WASHINGTON — Government rescues prevented the failure of about 1,000 consumer credit unions, which could have been pulled under due to the failure of larger institutions that hold their investments, a regulator said Thursday.
In late September, the federal government moved to stabilize a crucial part of the credit-union sector, which was battered by losses on mortgage investments. The government is issuing up to $35 billion in government-guaranteed bonds to help fund the rescue.

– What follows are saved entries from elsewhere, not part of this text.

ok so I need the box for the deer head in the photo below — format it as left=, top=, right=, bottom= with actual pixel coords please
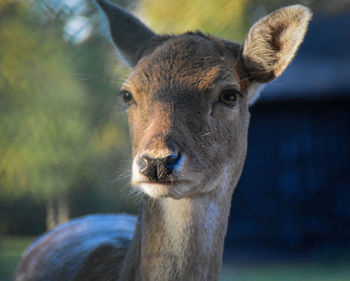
left=97, top=0, right=311, bottom=199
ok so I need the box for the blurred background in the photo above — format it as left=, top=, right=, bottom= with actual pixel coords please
left=0, top=0, right=349, bottom=280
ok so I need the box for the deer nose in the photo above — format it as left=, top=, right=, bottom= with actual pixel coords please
left=138, top=153, right=182, bottom=181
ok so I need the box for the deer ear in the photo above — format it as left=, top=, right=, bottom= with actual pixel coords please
left=96, top=0, right=155, bottom=67
left=243, top=5, right=312, bottom=83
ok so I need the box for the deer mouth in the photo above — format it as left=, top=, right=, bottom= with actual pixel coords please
left=132, top=179, right=193, bottom=199
left=135, top=180, right=191, bottom=186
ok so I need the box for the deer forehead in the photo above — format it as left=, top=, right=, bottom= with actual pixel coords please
left=123, top=34, right=245, bottom=101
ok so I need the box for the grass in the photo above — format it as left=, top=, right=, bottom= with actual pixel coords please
left=220, top=262, right=350, bottom=281
left=0, top=236, right=35, bottom=281
left=1, top=236, right=350, bottom=281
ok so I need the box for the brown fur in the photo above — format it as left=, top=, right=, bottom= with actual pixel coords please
left=14, top=2, right=311, bottom=281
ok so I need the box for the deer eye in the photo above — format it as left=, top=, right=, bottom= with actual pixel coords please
left=120, top=90, right=135, bottom=105
left=219, top=89, right=239, bottom=106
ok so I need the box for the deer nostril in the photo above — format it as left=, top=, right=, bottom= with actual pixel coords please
left=139, top=155, right=157, bottom=181
left=139, top=155, right=150, bottom=172
left=165, top=153, right=182, bottom=171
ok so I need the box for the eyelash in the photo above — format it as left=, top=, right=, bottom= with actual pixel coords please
left=219, top=88, right=241, bottom=107
left=119, top=90, right=135, bottom=107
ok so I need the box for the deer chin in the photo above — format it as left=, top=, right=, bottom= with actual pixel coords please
left=133, top=180, right=194, bottom=199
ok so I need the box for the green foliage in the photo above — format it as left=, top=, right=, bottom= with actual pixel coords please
left=0, top=1, right=132, bottom=206
left=0, top=2, right=89, bottom=199
left=137, top=0, right=325, bottom=42
left=138, top=0, right=250, bottom=41
left=0, top=0, right=140, bottom=229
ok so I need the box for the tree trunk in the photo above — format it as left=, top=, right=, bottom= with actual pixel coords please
left=46, top=194, right=69, bottom=230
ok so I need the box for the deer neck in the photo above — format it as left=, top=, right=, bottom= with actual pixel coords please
left=118, top=173, right=236, bottom=281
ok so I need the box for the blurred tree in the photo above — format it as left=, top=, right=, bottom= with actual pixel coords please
left=0, top=0, right=138, bottom=232
left=0, top=1, right=92, bottom=229
left=137, top=0, right=343, bottom=42
left=137, top=0, right=250, bottom=40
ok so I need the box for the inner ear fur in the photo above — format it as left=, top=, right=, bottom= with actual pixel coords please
left=243, top=5, right=312, bottom=83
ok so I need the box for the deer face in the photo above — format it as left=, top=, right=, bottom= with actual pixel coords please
left=122, top=35, right=250, bottom=198
left=97, top=0, right=312, bottom=199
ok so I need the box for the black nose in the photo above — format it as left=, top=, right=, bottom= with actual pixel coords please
left=139, top=153, right=181, bottom=181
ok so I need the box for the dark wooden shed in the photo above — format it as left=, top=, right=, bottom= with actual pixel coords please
left=226, top=12, right=350, bottom=259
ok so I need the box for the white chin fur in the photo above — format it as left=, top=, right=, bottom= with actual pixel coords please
left=138, top=183, right=171, bottom=199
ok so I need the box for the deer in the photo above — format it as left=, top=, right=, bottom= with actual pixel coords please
left=14, top=1, right=312, bottom=280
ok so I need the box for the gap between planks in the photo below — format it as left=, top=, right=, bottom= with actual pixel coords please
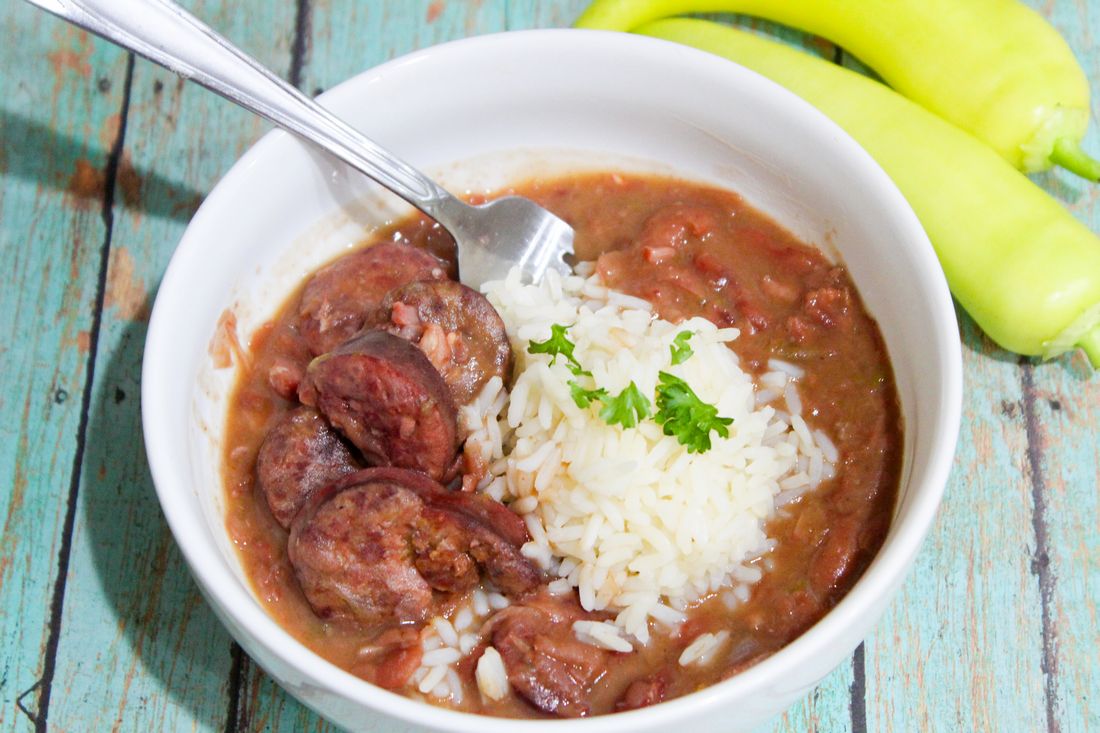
left=32, top=53, right=137, bottom=733
left=1020, top=361, right=1061, bottom=733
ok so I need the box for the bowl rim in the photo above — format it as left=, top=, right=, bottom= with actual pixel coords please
left=142, top=27, right=962, bottom=731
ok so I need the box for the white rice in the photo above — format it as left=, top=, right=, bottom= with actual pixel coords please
left=418, top=664, right=449, bottom=695
left=475, top=647, right=510, bottom=701
left=572, top=620, right=634, bottom=653
left=411, top=589, right=507, bottom=702
left=679, top=630, right=731, bottom=667
left=432, top=617, right=459, bottom=648
left=477, top=267, right=839, bottom=643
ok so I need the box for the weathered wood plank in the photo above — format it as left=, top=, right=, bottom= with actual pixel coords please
left=865, top=313, right=1048, bottom=732
left=237, top=655, right=339, bottom=733
left=1020, top=359, right=1099, bottom=733
left=1019, top=4, right=1100, bottom=732
left=0, top=5, right=128, bottom=731
left=40, top=2, right=298, bottom=731
left=302, top=0, right=507, bottom=97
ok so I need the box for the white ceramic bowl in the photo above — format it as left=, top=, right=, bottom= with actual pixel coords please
left=143, top=29, right=962, bottom=733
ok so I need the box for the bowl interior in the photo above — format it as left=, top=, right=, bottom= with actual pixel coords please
left=144, top=29, right=960, bottom=733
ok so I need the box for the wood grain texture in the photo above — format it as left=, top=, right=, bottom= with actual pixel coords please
left=36, top=2, right=298, bottom=731
left=302, top=0, right=506, bottom=97
left=866, top=314, right=1048, bottom=732
left=0, top=5, right=128, bottom=731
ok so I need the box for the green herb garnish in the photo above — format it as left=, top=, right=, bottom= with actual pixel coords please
left=654, top=371, right=733, bottom=453
left=532, top=325, right=727, bottom=453
left=598, top=382, right=652, bottom=428
left=568, top=380, right=609, bottom=409
left=670, top=330, right=695, bottom=365
left=527, top=323, right=589, bottom=376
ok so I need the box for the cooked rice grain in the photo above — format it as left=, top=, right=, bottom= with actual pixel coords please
left=476, top=647, right=510, bottom=701
left=679, top=630, right=731, bottom=667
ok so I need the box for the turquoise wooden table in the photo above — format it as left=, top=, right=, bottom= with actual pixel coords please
left=1, top=1, right=1097, bottom=731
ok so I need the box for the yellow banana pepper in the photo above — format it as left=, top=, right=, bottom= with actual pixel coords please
left=576, top=0, right=1100, bottom=180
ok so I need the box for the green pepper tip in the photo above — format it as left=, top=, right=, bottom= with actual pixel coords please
left=1050, top=138, right=1100, bottom=183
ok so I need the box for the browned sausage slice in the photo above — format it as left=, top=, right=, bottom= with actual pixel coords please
left=289, top=468, right=541, bottom=627
left=297, top=242, right=447, bottom=356
left=255, top=406, right=359, bottom=529
left=321, top=468, right=537, bottom=595
left=298, top=331, right=458, bottom=481
left=414, top=503, right=541, bottom=597
left=488, top=597, right=610, bottom=718
left=426, top=487, right=530, bottom=548
left=367, top=279, right=512, bottom=406
left=330, top=467, right=530, bottom=548
left=289, top=480, right=434, bottom=626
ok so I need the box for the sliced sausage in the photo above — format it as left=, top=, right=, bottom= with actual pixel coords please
left=298, top=331, right=458, bottom=481
left=289, top=468, right=540, bottom=627
left=296, top=242, right=447, bottom=356
left=289, top=480, right=434, bottom=626
left=427, top=487, right=530, bottom=548
left=367, top=279, right=512, bottom=406
left=488, top=596, right=611, bottom=718
left=338, top=468, right=538, bottom=596
left=331, top=467, right=530, bottom=548
left=255, top=406, right=359, bottom=529
left=414, top=503, right=541, bottom=597
left=409, top=505, right=482, bottom=593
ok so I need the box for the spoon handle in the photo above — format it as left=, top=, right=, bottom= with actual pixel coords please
left=25, top=0, right=460, bottom=216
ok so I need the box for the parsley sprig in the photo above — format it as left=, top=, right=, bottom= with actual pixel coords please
left=670, top=330, right=695, bottom=365
left=527, top=323, right=590, bottom=376
left=568, top=381, right=607, bottom=408
left=527, top=323, right=732, bottom=452
left=653, top=372, right=733, bottom=453
left=598, top=382, right=651, bottom=428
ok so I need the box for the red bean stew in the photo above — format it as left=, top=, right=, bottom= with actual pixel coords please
left=222, top=172, right=902, bottom=718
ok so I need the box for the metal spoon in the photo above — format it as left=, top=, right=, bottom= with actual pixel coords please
left=26, top=0, right=575, bottom=289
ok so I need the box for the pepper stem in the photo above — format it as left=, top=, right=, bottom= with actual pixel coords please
left=1051, top=138, right=1100, bottom=182
left=1078, top=326, right=1100, bottom=369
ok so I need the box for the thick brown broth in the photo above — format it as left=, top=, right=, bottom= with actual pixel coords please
left=222, top=172, right=902, bottom=717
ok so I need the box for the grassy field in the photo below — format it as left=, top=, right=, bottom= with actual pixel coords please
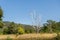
left=0, top=33, right=58, bottom=40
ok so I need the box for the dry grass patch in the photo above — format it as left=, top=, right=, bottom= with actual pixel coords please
left=17, top=33, right=57, bottom=39
left=0, top=33, right=57, bottom=39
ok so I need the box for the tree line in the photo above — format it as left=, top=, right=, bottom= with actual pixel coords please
left=0, top=7, right=60, bottom=34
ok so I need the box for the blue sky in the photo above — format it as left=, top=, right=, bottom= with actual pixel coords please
left=0, top=0, right=60, bottom=25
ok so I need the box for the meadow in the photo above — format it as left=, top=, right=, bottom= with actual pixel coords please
left=0, top=33, right=59, bottom=40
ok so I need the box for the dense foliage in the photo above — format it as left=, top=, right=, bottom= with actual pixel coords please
left=40, top=20, right=60, bottom=33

"Inaction would have resulted in massive disruption to consumer services," Deborah Matz, chairman of the National Credit Union Administration said in written testimony submitted to a Senate Banking Committee hearing. "Total costs to any remaining insured credit unions would have been far greater than the resolution strategy" used by the government, she said.
The government's action came after bad bets on mortgage-backed securities toppled three wholesale credit unions, also known as corporate credit unions. Those institutions invest money for the nation's 7,400 retail credit unions and provide services such as check clearing.

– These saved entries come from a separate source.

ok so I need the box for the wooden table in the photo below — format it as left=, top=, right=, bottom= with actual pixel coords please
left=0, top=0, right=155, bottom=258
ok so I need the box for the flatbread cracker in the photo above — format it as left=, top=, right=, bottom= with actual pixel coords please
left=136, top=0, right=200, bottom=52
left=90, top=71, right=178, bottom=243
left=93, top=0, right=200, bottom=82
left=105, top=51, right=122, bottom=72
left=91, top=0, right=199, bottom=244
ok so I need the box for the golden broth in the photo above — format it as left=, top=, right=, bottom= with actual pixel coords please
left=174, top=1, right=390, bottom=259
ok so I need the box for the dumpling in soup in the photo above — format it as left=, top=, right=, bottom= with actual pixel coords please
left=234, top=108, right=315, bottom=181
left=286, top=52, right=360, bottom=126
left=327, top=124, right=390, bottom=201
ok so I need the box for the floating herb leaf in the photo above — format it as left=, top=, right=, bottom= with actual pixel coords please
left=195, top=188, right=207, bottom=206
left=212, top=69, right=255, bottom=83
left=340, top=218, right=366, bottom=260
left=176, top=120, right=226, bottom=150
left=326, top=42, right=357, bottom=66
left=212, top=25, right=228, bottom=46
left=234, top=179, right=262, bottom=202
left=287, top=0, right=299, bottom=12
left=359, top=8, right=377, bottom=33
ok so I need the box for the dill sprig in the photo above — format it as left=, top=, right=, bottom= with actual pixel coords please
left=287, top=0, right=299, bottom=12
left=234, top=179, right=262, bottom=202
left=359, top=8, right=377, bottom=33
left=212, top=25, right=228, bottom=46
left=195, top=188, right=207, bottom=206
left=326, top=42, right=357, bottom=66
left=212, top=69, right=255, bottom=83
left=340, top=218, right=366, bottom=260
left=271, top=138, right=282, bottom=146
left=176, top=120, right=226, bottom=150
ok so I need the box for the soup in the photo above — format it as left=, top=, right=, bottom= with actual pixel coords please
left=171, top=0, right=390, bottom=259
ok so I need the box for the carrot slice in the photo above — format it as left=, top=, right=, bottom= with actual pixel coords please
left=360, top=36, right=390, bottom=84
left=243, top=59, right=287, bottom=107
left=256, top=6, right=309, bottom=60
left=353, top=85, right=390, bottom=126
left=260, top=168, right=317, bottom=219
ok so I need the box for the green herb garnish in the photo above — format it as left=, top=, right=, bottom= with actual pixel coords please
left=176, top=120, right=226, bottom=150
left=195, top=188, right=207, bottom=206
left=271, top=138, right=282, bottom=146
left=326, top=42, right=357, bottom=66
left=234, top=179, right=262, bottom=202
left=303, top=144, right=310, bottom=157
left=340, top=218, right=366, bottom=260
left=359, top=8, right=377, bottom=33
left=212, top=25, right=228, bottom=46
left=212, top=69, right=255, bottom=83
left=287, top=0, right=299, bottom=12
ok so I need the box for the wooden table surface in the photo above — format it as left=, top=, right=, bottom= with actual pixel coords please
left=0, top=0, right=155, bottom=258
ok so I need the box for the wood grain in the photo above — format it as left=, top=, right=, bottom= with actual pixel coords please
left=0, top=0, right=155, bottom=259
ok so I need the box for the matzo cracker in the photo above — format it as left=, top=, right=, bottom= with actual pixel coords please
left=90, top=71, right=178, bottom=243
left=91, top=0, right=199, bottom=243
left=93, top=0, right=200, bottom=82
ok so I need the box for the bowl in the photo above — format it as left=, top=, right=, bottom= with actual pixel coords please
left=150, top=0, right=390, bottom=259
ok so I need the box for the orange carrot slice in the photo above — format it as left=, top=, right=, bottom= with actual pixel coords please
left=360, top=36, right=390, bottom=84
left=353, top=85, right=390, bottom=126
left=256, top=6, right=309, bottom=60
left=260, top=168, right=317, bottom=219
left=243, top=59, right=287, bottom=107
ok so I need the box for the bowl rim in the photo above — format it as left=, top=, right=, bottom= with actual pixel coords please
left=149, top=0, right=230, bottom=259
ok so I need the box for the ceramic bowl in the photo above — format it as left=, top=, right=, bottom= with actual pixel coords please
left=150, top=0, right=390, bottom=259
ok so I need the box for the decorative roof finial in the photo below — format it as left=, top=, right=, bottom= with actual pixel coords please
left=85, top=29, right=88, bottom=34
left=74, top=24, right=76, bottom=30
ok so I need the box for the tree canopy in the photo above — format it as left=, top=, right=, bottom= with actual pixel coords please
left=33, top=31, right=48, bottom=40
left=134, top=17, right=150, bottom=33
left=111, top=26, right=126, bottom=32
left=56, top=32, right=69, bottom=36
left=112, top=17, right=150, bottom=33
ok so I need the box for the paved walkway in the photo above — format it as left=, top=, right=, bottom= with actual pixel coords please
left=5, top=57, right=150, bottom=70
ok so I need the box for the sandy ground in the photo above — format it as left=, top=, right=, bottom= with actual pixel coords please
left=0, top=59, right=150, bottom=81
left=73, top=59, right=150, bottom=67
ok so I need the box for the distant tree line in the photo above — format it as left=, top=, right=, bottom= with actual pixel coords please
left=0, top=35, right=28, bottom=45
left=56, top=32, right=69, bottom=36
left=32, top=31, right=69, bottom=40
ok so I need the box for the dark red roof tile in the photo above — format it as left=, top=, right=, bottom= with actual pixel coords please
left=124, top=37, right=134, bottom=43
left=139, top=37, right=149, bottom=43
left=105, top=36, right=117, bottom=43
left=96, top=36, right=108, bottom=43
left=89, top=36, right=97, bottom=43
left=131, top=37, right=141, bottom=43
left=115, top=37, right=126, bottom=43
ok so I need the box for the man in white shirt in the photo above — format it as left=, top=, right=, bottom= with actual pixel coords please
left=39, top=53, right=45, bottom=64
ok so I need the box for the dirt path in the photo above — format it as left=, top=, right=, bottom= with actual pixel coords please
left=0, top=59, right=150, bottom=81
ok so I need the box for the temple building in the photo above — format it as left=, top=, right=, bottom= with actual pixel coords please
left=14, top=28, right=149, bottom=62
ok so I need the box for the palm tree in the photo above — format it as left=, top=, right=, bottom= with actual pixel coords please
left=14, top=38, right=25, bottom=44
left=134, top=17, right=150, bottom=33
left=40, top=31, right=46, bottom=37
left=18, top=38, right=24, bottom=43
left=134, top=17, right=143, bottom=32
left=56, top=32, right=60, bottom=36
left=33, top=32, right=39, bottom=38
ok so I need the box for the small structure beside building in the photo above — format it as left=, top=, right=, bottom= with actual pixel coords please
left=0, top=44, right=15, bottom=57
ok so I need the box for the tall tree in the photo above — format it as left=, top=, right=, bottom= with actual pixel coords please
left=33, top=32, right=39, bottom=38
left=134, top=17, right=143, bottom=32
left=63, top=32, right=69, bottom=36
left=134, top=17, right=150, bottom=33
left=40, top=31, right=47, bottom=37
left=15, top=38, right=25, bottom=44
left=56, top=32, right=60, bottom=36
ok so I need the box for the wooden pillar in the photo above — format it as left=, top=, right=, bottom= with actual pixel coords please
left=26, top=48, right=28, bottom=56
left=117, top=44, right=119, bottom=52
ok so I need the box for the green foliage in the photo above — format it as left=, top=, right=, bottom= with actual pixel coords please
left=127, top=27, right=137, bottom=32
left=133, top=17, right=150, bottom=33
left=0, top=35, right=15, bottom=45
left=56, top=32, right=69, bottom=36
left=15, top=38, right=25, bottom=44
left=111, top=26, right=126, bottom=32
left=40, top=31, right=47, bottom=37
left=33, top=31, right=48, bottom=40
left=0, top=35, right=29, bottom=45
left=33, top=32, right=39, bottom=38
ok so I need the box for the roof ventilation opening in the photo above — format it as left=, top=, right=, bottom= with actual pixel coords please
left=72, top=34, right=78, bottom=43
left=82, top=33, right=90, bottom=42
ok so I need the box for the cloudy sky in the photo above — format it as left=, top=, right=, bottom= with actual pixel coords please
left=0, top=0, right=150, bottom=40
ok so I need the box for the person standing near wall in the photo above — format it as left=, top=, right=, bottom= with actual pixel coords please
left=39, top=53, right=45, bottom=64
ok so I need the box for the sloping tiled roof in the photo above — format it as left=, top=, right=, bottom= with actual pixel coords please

Credit unions, despite their reputation as more conservative than banks, weren't immune to the larger problems cascading through the financial system from the subprime mortgage crisis and the wider housing meltdown.
The biggest problems were at wholesale credit unions, some of which had a large concentration of their investment portfolios in subprime or other risky mortgage-backed securities.
Had the government not acted, the credit union system would have been hit with $30 billion in losses, Matz said. The problems at wholesale credit unions, she said, would have "cascaded to consumer credit unions," which have uninsured shares in the corporate institutions.
Five of the nation's 27 wholesale credit unions have failed since March 2009. Matz estimated that those failures will cost between $7 billion and $9 billion over the next decade. She emphasized that credit unions will be paying the cost of that rescue through higher fees.
"We resolved the problem at the lowest long-term cost consistent with sound public policy," Matz told lawmakers.
Sen. Kay Bailey Hutchison, R-Texas, said she was pleased that taxpayers aren't bearing the cost of the rescue, but she cautioned that "we don't want to hurt their capability to be solvent and successful."
The three largest federal credit unions are: Merrifield, Va.,-based Navy Federal Credit Union, Raleigh, N.C.-based State Employees' Credit Union and Alexandria, Va.-based Pentagon Federal Credit Union.